Affects Version/s: None
Fix Version/s: None
STN running 1.3.57
Sprint:EV 18.11 Stability/ViewChange
The STN currently has 11 nodes, 7 of which are owned by Sovrin. When one node of our seven is brought down, the network fails to post transactions. We should be well above consensus. An additional fact that confuses matters is that when we attempt to connect to the pool using the legacy CLI, it shows that it is connecting to nodes that are not currently part of the pool, but are now part of the live pool. These nodes have all been demoted on this ledger.

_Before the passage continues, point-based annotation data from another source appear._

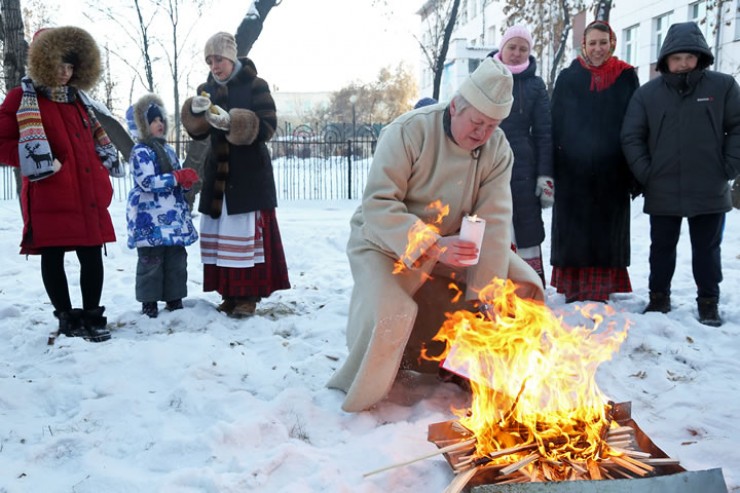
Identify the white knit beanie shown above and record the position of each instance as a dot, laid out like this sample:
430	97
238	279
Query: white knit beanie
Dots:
221	44
489	89
516	32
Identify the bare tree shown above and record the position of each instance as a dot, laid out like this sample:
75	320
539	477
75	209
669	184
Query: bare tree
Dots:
602	9
391	94
251	26
171	9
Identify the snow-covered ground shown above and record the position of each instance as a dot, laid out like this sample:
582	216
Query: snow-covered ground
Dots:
194	401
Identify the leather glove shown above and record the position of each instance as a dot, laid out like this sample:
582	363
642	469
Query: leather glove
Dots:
218	118
545	190
186	177
199	104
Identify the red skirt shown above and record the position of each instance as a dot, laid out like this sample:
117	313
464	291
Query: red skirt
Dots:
262	279
590	283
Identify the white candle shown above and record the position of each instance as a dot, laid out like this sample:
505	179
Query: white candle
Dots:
472	229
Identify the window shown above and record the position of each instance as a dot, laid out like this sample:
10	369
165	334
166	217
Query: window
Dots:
629	45
491	35
661	25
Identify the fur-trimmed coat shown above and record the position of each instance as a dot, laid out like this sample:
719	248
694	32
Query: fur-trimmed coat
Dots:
157	213
415	164
238	165
69	208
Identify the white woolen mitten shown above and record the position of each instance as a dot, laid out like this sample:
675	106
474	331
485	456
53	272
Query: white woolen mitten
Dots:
545	191
199	104
218	118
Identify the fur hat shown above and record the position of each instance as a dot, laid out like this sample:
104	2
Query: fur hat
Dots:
489	89
154	112
516	32
221	44
52	46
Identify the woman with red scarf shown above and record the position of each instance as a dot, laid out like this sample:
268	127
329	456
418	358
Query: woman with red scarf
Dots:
591	217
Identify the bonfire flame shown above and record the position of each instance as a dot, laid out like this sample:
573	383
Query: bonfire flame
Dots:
422	235
532	377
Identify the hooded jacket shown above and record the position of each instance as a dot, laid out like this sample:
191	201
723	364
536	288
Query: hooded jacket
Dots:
69	208
681	133
528	130
157	213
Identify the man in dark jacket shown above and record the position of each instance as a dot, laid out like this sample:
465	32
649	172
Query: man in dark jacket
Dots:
681	136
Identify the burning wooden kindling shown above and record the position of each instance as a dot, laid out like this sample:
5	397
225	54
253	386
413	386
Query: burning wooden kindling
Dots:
536	413
526	463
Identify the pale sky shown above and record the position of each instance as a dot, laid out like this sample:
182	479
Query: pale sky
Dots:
314	45
305	45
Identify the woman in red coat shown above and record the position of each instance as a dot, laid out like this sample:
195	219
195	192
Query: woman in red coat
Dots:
48	128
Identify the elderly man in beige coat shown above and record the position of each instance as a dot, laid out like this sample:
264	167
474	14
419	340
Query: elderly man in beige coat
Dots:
455	154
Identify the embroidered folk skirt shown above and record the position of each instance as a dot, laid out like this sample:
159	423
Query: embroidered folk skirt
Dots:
590	283
243	256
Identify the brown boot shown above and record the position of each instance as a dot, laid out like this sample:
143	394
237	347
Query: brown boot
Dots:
227	305
244	307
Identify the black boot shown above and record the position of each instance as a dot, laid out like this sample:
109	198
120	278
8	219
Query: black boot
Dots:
94	325
150	309
708	311
659	302
174	305
70	325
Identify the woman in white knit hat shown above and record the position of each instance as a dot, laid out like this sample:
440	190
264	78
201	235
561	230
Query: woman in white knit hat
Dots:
240	241
528	130
455	155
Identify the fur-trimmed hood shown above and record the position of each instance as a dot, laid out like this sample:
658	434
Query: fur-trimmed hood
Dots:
685	37
139	115
52	45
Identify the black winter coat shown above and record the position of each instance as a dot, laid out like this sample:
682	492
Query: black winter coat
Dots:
681	134
591	215
250	184
528	131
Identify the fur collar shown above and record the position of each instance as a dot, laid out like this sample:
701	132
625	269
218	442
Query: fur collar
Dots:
51	45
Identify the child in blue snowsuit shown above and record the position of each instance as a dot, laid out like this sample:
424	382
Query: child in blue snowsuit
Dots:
157	215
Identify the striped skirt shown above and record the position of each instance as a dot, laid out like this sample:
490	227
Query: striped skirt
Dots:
245	258
590	283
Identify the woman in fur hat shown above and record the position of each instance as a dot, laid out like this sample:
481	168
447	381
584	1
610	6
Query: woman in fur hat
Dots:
240	241
48	128
158	216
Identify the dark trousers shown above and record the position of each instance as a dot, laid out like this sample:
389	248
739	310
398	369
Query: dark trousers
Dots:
55	278
705	232
161	273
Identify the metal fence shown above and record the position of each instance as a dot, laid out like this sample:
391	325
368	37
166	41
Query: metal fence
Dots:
310	163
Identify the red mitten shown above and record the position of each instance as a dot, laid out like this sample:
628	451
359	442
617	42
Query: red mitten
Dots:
186	177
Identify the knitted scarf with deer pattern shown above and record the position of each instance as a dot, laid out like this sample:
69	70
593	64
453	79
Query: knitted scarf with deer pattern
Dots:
34	152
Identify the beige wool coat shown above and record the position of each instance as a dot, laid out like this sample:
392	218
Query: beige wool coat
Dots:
415	164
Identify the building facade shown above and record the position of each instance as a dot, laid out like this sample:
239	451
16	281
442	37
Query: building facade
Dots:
640	27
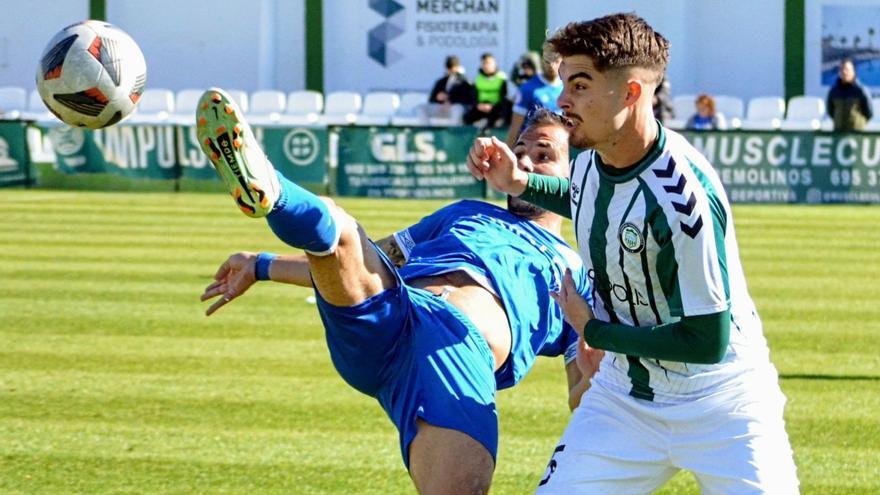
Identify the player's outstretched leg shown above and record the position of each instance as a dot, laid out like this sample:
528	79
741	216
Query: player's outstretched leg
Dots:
255	186
344	265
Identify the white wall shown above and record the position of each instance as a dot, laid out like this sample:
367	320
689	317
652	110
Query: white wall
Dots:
25	28
718	46
347	24
202	43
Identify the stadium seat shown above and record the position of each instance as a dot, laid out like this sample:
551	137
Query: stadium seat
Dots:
303	108
874	123
154	107
341	108
13	101
37	111
379	107
764	113
732	108
266	106
445	115
804	113
412	110
185	103
239	97
683	107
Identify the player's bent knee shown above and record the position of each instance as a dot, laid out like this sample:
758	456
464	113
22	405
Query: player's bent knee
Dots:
444	461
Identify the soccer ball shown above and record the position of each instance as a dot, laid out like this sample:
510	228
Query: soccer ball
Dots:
91	74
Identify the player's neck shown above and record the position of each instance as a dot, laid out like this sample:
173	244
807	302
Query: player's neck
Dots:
632	142
550	221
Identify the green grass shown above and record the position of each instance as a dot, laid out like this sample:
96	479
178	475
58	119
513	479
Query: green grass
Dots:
113	381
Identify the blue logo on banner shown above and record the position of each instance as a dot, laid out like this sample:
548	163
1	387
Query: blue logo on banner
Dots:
379	37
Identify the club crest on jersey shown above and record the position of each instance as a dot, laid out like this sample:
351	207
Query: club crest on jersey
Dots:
631	238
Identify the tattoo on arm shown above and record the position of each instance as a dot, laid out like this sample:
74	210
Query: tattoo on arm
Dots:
392	250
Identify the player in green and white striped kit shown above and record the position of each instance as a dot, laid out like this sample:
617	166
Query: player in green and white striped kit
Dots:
686	382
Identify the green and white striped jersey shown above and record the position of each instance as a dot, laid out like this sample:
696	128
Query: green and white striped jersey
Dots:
659	244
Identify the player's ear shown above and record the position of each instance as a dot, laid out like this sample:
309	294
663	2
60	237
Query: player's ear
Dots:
633	91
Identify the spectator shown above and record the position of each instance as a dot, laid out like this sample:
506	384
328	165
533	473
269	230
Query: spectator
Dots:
526	68
453	87
542	90
706	119
849	104
491	87
663	109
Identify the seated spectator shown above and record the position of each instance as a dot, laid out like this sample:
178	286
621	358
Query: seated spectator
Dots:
526	68
848	103
541	91
706	119
453	88
491	86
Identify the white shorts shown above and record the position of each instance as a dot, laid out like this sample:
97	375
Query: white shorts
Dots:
733	441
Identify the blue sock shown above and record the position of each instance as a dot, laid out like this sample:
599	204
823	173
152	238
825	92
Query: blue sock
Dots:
302	220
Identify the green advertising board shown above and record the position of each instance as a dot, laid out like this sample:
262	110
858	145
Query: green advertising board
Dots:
404	162
171	152
14	156
141	151
794	167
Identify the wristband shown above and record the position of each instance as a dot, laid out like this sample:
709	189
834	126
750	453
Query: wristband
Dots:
261	269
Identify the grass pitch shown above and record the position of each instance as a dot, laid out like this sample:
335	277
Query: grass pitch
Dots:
113	381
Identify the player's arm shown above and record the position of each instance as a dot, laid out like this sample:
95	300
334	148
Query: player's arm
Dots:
392	249
580	371
692	339
699	339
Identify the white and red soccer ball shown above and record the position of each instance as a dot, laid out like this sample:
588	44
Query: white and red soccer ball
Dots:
91	74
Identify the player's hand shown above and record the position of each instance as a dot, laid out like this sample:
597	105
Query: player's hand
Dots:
234	277
489	158
588	358
575	308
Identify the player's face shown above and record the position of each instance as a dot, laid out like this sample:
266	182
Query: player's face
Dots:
541	149
847	72
593	101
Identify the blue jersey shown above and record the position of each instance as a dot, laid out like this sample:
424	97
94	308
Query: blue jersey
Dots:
515	258
535	93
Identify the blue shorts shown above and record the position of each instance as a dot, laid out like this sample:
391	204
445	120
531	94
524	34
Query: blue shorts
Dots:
420	357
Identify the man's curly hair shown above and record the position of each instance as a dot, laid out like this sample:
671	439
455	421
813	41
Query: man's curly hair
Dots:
615	41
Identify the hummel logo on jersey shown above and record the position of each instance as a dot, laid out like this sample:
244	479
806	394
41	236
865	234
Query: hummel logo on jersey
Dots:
686	207
631	238
575	192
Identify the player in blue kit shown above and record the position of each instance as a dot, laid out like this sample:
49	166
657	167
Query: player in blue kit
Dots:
430	321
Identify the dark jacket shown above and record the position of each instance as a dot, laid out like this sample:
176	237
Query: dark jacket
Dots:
849	106
458	89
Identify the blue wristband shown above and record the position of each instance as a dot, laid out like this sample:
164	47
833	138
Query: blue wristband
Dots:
264	260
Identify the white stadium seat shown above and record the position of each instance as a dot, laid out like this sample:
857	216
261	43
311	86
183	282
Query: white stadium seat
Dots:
239	97
154	107
412	110
445	115
764	113
378	108
804	113
13	101
303	108
185	103
732	108
341	108
874	123
266	106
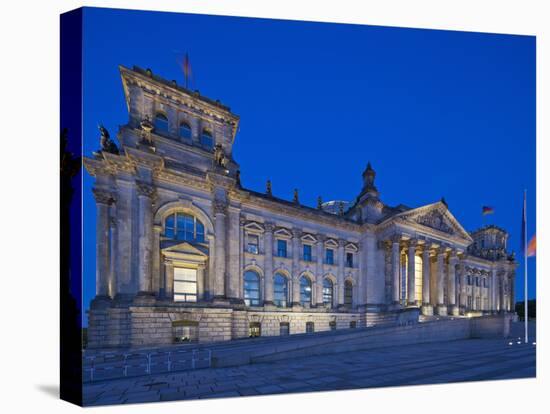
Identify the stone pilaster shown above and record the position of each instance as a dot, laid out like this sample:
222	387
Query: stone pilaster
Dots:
220	215
451	297
395	269
268	264
427	308
340	275
103	199
155	268
145	241
318	294
440	280
411	254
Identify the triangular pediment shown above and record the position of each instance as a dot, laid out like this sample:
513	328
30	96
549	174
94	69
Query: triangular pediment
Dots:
309	238
435	216
254	227
282	232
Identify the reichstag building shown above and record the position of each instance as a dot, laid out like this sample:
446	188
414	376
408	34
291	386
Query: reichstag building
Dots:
185	253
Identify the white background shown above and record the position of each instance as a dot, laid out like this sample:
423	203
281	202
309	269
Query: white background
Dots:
29	135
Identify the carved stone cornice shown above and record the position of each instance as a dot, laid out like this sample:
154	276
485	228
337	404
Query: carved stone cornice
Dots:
145	189
216	180
269	227
219	207
296	233
103	196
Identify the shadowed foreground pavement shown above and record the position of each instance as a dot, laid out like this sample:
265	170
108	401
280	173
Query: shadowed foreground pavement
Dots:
433	363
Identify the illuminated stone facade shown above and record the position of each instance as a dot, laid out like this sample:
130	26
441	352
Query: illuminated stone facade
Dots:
184	252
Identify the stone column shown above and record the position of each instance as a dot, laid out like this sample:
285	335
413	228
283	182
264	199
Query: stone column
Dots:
169	280
145	240
318	297
103	199
340	275
112	254
427	308
463	288
242	247
155	269
268	264
411	254
220	213
440	280
451	296
200	282
395	269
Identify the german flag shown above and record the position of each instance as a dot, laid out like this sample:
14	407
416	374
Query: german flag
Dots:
487	210
532	246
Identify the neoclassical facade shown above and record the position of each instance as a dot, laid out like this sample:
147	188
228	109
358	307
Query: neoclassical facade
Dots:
184	252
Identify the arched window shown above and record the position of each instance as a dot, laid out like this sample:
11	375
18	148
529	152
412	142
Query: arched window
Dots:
251	288
207	141
185	130
280	290
327	292
181	226
348	293
305	291
161	123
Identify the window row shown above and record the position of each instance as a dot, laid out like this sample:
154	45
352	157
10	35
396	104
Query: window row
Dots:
255	328
253	297
477	281
253	246
184	131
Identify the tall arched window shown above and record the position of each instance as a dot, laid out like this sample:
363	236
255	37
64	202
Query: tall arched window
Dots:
185	130
348	293
251	288
161	122
327	292
207	141
305	291
280	290
181	226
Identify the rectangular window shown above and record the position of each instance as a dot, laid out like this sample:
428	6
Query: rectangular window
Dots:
349	259
252	244
284	329
281	248
307	252
254	329
329	256
185	284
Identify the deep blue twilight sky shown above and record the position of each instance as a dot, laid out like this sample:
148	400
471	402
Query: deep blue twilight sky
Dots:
438	113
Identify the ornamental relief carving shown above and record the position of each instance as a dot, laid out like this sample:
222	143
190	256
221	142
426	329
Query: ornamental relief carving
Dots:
435	220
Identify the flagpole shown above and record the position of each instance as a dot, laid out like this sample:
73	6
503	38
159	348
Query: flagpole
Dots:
525	265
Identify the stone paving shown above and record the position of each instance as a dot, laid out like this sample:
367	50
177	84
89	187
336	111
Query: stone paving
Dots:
443	362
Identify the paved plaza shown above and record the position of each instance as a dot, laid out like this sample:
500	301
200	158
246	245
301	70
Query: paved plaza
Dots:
443	362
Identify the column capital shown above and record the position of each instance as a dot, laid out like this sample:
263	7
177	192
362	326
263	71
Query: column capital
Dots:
269	227
145	189
395	238
103	196
219	207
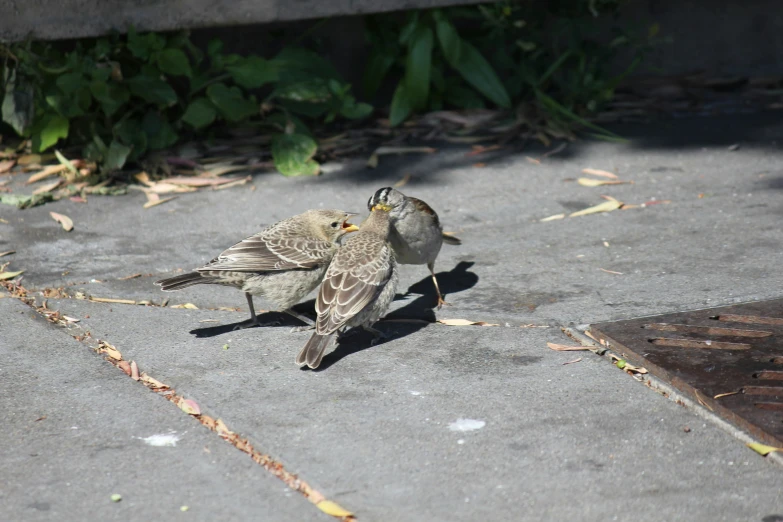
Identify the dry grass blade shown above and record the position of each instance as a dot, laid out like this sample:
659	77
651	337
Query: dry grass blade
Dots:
589	182
48	187
153	203
597	172
51	170
552	218
64	220
464	322
565	348
606	206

Validator-info shows the correct pool nodes:
If you look in the attached cli log file, you will see erroneous connections to nodes such as TNO. The strange behavior of the CLI is not the thrust of this ticket, it is only a strange symptom. The emphasis of the investigation should be why one node being up or down can prevent consensus.
This problem is repeatable on the STN. If you bring down any node, the pool does not achieve consensus. Korea was down at the time that these logs were obtained. When all seven of the sovrin-owned nodes are up, the pool is in consensus, and the CLI connects and acts normally.
Logs for the sovrin-owned validators are also included. Logs will be requested from our external stewards and will be attached as they are received.
- Diagnose the issue and create a Plan of Attack, including associated stories and epics that can be scheduled.
- If the problem proves to be a configuration issue, we can solve it immediately.